While there is a common consensus on the possible future effects of climate change, it is nevertheless doubtful whether climate change establishes a defensible legal position for the claimants. It is unknown whether and when potential effects of climate change will specifically affect the claimants in the years or even decades to come. A statistical increase in the risk that climate change impacts could affect the claimants in the future is arguably not sufficient in this regard as there is no concept of probabilistic causation under German law.

It is further questionable whether specific emission targets can be derived from an unwritten duty of care. Whereas the Dutch court in the Shell case based such an unwritten duty of care on human rights and other soft law instruments, the German Federal Constitutional Court expressly acknowledged in its decision of 24 March 2021 that it was up to the legislator to establish adequate emission targets and to ensure a predictable legal framework. A predictable legal framework requires binding solutions at national and international level. As the Federal Constitutional Court further pointed out, it is generally not the task of courts to derive quantifiable limits to global warming and corresponding emission targets from constitutional provisions. A fortiori, such targets cannot follow from an unwritten duty of care, in particular because emissions are not illegal. However, it remains to be seen how the German courts will rule and any subsequent decision is likely to be appealed.

It is also possible that the lawsuits will be overtaken by political measures, at least in Europe. While Germany has so far been reluctant about concrete phase-out plans for internal combustion engines, the topic has come back on the political agenda after the parliamentary elections in September this year. Some countries are clearly ahead and have already announced concrete dates for a ban of petrol and diesel cars (e.g. 2025: the Netherlands, Norway; 2030: Sweden, Denmark, UK). As part of its “Fit for 55” package, the European Union has announced plans that all newly registered cars must be emission-free from 2035. The adoption of the proposed Directive on Corporate Due Diligence and Corporate Accountability in relation to human rights, environmental and governance risks by the Commission is expected for December.

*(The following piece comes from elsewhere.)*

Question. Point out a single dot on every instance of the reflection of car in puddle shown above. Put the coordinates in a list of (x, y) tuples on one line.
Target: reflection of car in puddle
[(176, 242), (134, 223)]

In any event, the recent lawsuits show once again that climate-related litigation has arrived in Europe and the next lawsuit may just be on the horizon. Irrespective of the prospects of success, climate-related lawsuits aim to put corporates under pressure to improve their climate goals. The risk for private corporates of becoming the target of such a claim has increased significantly. 

This is the first time in Germany that claims have been brought against private companies in an attempt to enforce concrete measures against corporate entities to reduce CO2 emissions.